For proving that $\mathbb{R}$ and $\emptyset$ are both closed and open do you think that it is sufficient to prove that one of them is both open and closed and then used the fact that they are each other's compliment. With the properties that if A is closed then $A^C$ is open and viceversa,

Also I asked Mark whether we had to prove that R and emptyset was both open and closed and he said that we indeed had to.

jfuge

I have also been working with the idea that $\mathbb{R}$and the empty sets are compliments and that proving one is both closed and empty also proves the other.
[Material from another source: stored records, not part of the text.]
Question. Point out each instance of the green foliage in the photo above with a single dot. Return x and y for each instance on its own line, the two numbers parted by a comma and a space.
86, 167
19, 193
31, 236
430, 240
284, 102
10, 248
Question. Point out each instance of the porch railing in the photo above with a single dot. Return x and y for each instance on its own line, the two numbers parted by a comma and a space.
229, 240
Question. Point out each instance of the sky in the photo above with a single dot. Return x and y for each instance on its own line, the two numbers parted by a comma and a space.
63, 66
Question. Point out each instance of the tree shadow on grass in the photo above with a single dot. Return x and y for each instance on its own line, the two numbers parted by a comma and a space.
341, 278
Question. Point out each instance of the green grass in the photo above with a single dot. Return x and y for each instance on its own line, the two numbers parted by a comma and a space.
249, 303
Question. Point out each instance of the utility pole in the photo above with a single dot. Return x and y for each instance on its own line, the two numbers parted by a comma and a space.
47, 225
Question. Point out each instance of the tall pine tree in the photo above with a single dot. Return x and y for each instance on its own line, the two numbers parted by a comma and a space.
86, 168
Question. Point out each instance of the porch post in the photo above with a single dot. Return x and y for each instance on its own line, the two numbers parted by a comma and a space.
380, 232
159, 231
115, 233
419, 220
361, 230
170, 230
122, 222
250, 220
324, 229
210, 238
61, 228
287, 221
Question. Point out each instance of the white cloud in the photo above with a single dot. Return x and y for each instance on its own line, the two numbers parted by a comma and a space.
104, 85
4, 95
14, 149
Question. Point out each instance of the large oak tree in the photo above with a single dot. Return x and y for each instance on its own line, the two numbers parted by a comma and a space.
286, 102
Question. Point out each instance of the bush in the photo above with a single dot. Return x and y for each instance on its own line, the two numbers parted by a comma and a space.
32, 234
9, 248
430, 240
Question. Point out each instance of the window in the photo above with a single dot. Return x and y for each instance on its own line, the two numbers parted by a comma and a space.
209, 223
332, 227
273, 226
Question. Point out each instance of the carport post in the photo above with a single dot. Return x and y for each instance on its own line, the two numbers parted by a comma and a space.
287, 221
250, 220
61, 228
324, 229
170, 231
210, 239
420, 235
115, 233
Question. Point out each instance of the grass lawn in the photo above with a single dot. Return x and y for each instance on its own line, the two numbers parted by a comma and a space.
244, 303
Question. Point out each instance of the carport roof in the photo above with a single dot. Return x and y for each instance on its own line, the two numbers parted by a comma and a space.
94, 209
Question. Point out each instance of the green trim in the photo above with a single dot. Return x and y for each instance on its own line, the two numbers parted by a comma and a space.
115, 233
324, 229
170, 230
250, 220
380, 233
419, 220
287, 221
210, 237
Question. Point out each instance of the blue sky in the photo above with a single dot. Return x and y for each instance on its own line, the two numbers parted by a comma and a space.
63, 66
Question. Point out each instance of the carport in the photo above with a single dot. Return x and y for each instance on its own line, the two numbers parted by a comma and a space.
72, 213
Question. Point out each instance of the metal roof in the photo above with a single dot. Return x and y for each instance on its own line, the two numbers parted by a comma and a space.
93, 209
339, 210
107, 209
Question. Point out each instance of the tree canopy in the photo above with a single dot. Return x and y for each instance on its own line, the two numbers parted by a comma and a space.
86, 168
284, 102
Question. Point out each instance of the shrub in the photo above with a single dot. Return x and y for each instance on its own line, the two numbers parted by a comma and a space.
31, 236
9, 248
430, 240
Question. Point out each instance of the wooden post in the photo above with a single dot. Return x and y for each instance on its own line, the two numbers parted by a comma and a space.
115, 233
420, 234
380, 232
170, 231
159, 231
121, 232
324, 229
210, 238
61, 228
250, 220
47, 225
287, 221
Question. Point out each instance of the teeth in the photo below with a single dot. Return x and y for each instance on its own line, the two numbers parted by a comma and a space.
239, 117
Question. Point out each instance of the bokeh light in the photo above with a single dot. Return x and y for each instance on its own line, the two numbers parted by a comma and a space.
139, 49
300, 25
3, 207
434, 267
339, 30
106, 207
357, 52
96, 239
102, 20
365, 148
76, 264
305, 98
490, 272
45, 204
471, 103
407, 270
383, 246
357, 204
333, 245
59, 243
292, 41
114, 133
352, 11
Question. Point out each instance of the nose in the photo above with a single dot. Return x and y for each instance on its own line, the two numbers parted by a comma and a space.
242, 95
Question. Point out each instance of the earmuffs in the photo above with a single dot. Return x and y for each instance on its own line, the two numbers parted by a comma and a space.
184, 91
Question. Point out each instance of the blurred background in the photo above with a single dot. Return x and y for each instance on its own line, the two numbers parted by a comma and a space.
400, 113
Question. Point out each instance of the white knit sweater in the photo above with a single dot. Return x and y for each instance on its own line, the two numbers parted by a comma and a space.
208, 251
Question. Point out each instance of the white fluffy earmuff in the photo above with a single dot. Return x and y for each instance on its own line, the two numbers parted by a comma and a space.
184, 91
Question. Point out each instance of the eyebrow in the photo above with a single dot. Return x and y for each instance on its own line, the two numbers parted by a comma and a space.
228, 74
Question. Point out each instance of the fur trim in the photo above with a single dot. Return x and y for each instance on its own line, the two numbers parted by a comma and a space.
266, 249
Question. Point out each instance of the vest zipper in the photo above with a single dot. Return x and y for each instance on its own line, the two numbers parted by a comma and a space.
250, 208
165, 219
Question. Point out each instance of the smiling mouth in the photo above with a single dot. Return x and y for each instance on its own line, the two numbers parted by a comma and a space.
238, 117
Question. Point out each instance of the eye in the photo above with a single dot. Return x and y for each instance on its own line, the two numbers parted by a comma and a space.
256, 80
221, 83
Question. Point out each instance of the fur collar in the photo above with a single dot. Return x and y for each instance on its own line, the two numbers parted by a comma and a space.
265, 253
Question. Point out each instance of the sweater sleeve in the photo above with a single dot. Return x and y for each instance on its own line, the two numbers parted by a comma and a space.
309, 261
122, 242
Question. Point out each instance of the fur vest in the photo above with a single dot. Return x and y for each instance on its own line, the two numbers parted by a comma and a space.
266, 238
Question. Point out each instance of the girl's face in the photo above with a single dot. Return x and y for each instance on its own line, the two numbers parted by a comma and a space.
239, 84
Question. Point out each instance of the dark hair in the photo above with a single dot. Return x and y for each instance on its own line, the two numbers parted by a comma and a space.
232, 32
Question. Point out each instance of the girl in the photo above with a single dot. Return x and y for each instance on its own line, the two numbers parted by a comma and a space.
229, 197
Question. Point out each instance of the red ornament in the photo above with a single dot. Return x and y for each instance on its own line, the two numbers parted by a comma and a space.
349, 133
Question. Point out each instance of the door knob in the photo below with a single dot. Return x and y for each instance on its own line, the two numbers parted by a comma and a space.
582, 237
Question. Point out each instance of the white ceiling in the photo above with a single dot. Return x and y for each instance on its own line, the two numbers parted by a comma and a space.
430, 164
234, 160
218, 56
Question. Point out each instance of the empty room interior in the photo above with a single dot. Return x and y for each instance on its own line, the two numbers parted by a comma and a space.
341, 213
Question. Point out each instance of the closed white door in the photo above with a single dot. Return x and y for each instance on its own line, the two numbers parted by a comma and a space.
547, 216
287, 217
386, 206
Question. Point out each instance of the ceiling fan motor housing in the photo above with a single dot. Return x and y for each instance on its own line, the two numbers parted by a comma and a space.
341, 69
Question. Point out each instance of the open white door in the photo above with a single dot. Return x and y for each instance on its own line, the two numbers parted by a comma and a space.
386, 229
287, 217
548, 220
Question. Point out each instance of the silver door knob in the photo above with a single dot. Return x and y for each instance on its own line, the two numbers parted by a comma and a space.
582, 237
I think the rest where we prove they are the only ones that are both may have o do with compliments also.

nklausen

I think so too. As people have mentioned we could use contradiction, then letting S be some proper subset that is both open and closed. By the previous logic it's compliment must then also be open and all we would need to do is to prove that either one interior or limit point exists in both for a contradiction, since they wouldn't be compliments anymore.

jfuge

The only problem with that is that there are infinitely many possible sets and we have to show that only the two mentioned are both open and closed, so how do we prove an infinite number of sets have to be open or closed?

nklausen

We don't. We are trying to prove that there doesn't exist any other set than $\mathbb{R}$ and $\emptyset$. Most people seem to like to use contradiction and to do that one could start by assuming that there exist a proper subset $a\subset \mathbb{R}$ that is both open and closed and then find some contradiction that shows that this set doesn't exist.

ediazloa

Did you use idea of supremum or infemum? That may be applicable next.. @jmacdona

gbrock

This right here is an underrated post.

jmincey

@jmacdona It might just be your notation but I don't understand what you are trying to define to be your subset $A$. You have $a\in S$ and $b\in S^c$ but then you define $A=\{ x\in [a,b] \mid [a,x] \subseteq S \}$. This notation seems to only make sense if $b>a$ or else the intervals wouldn't make sense. If this was the case, this set is really just $A = \{ x\in S \mid b>x\ge a\}$. Is that what you were going for?